En conséquence, la preuve d’une réunion des conditions permettant une compensation n’étant pas rapportée, le jugement sera confirmé en ce qu’il a rejeté la demande formée à ce titre.
Sur les dépens et l’article 700 du code de procédure civile :
En vertu des articles 696 et 700 du code de procédure civile, la partie perdante est condamnée, d’une part, aux dépens, à moins que le juge, par décision motivée, n’en mette la totalité ou une fraction à la charge d’une autre partie et, d’autre part, à payer à l’autre partie la somme qu’il détermine, au titre des frais exposés et non compris dans les dépens.
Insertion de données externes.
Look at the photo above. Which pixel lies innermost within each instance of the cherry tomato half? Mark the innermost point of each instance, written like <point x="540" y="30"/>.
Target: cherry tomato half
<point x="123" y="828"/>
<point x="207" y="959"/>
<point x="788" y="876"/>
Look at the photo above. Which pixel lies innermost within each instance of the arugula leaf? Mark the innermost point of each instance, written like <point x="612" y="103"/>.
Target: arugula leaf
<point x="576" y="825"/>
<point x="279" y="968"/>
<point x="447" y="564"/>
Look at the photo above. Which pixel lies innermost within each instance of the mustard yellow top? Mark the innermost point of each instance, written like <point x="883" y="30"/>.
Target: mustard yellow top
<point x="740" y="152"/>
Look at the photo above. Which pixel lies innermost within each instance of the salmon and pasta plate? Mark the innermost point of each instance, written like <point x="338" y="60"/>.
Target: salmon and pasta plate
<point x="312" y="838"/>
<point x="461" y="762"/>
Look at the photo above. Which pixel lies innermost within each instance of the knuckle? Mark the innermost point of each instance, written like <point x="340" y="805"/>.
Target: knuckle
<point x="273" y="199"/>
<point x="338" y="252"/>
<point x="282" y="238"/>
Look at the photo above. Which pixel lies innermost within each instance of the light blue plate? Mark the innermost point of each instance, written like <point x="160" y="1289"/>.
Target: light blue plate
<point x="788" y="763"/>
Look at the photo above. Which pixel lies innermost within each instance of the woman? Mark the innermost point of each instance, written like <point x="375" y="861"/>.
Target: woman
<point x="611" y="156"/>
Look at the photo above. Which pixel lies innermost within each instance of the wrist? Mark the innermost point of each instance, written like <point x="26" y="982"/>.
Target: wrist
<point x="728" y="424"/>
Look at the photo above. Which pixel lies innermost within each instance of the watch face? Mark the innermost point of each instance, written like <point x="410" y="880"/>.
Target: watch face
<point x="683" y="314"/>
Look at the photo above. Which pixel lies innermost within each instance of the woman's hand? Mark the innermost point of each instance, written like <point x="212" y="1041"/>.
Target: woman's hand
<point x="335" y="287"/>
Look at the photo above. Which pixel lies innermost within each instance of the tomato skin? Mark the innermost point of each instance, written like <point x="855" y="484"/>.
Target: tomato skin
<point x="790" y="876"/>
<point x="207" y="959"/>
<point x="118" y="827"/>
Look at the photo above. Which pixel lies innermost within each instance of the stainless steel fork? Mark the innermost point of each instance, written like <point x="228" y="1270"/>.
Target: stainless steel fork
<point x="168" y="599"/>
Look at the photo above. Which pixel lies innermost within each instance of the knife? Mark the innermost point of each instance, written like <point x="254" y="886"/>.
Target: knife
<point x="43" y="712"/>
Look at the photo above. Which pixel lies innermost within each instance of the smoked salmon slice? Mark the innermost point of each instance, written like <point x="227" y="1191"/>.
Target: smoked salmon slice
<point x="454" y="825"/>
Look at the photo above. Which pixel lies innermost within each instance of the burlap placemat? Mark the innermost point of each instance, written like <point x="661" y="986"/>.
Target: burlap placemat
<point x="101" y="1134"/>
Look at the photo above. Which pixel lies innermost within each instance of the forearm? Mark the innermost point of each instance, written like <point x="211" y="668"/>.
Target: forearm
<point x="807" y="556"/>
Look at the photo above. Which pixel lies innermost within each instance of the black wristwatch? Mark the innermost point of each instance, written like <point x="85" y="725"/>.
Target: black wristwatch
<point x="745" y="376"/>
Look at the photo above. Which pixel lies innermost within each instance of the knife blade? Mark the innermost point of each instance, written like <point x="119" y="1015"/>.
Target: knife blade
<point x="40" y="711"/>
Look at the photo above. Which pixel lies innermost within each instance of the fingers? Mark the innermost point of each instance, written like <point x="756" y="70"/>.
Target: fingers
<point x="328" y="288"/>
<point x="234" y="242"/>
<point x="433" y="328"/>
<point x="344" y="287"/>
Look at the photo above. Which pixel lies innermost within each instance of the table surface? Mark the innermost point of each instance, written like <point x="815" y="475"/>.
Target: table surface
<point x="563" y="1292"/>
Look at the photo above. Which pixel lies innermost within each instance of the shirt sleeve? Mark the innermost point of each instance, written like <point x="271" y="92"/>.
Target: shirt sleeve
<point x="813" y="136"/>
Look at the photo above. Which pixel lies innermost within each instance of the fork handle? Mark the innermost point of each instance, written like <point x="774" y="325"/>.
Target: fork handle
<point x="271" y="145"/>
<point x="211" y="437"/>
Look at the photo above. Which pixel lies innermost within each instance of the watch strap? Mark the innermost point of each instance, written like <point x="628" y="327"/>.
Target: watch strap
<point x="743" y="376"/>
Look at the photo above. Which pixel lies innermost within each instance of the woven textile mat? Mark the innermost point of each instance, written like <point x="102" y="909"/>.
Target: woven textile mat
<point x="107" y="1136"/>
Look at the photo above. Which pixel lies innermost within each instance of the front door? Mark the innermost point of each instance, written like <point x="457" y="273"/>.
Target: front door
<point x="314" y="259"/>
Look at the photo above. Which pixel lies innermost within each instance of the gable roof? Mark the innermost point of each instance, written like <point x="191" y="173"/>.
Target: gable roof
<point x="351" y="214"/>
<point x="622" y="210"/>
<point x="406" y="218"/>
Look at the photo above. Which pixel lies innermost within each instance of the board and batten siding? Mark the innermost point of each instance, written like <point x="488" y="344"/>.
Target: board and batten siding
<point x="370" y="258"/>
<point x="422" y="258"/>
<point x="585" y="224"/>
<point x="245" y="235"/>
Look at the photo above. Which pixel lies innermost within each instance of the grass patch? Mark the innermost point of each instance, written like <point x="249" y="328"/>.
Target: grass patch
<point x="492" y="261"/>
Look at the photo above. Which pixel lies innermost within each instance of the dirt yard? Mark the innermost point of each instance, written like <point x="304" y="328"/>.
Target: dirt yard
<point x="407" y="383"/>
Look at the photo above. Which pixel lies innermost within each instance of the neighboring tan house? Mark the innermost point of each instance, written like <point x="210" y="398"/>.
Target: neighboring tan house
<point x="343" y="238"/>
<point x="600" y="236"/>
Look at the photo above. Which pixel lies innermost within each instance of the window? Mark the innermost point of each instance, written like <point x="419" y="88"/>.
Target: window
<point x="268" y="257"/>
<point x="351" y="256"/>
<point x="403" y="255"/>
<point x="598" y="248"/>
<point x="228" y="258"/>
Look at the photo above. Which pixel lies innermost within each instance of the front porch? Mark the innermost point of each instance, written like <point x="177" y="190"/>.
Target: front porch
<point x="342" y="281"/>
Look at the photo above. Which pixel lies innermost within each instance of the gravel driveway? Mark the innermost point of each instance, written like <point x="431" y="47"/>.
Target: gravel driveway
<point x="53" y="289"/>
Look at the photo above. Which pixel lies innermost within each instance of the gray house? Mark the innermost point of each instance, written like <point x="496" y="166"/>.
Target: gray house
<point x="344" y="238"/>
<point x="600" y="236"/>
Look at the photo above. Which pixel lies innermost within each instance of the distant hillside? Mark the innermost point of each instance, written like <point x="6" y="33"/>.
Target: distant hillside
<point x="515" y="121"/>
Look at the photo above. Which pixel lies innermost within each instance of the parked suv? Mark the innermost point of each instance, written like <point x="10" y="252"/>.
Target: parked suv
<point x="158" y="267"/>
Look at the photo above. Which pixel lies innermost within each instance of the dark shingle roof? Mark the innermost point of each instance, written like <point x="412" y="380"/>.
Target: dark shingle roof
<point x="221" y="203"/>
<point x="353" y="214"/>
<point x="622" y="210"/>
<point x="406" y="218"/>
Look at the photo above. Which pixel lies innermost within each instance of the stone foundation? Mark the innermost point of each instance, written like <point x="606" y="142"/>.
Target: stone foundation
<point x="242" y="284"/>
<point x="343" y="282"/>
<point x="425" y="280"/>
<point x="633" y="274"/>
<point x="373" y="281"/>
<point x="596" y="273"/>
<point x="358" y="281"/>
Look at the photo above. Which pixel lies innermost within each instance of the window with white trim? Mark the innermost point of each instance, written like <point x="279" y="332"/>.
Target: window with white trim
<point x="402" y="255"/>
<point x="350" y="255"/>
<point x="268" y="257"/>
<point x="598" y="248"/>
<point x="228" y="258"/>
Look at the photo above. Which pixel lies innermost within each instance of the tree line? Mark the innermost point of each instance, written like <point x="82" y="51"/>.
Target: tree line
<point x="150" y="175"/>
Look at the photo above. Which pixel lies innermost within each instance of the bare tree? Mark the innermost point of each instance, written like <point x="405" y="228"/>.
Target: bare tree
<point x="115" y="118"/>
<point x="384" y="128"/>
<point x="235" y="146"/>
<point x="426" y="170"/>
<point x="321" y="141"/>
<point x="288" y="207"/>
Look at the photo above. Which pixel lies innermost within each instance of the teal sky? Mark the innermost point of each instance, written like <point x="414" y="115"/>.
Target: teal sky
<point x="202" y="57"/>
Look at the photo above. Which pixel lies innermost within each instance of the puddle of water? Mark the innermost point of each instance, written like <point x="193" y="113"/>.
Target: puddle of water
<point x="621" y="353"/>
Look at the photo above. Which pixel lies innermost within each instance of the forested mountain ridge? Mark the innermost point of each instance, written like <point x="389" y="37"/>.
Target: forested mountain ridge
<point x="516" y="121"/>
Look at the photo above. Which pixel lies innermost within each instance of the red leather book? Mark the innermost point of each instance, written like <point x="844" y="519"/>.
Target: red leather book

En l’espèce, Mme [Z] [V] veuve [L], qui succombe dans ses prétentions, sera condamnée aux entiers dépens de l’instance d’appel et subséquemment déboutée de sa demande au titre des frais irrépétibles.
Le jugement déféré sera par ailleurs confirmé en ce qu’il l’a condamnée aux entiers dépens de première instance.
Enfin, l’équité commande de confirmer ce jugement en ce qu’il l’a condamnée à payer à la société Tentation Productions la somme de 2.000 euros au titre des frais irrépétibles de première instance et, y ajoutant, de la condamner à lui payer une somme complémentaire de 2.000 euros au titre des frais irrépétibles de l’instance d’appel, conformément à sa demande.
PAR CES MOTIFS
La cour,
Déclare recevable l’appel interjeté par Mme [Z] [V] veuve [L],
Confirme le jugement déféré en toutes ses dispositions,
Y ajoutant,
Condamne Mme [Z] [V] veuve [L] à payer à la SARL Tentation Productions la somme de 2.000 euros au titre des frais irrépétibles de l’instance d’appel,
Déboute Mme [Z] [V] veuve [L] de sa demande à ce titre,
Condamne Mme [Z] [V] veuve [L] aux entiers dépens de l’instance d’appel.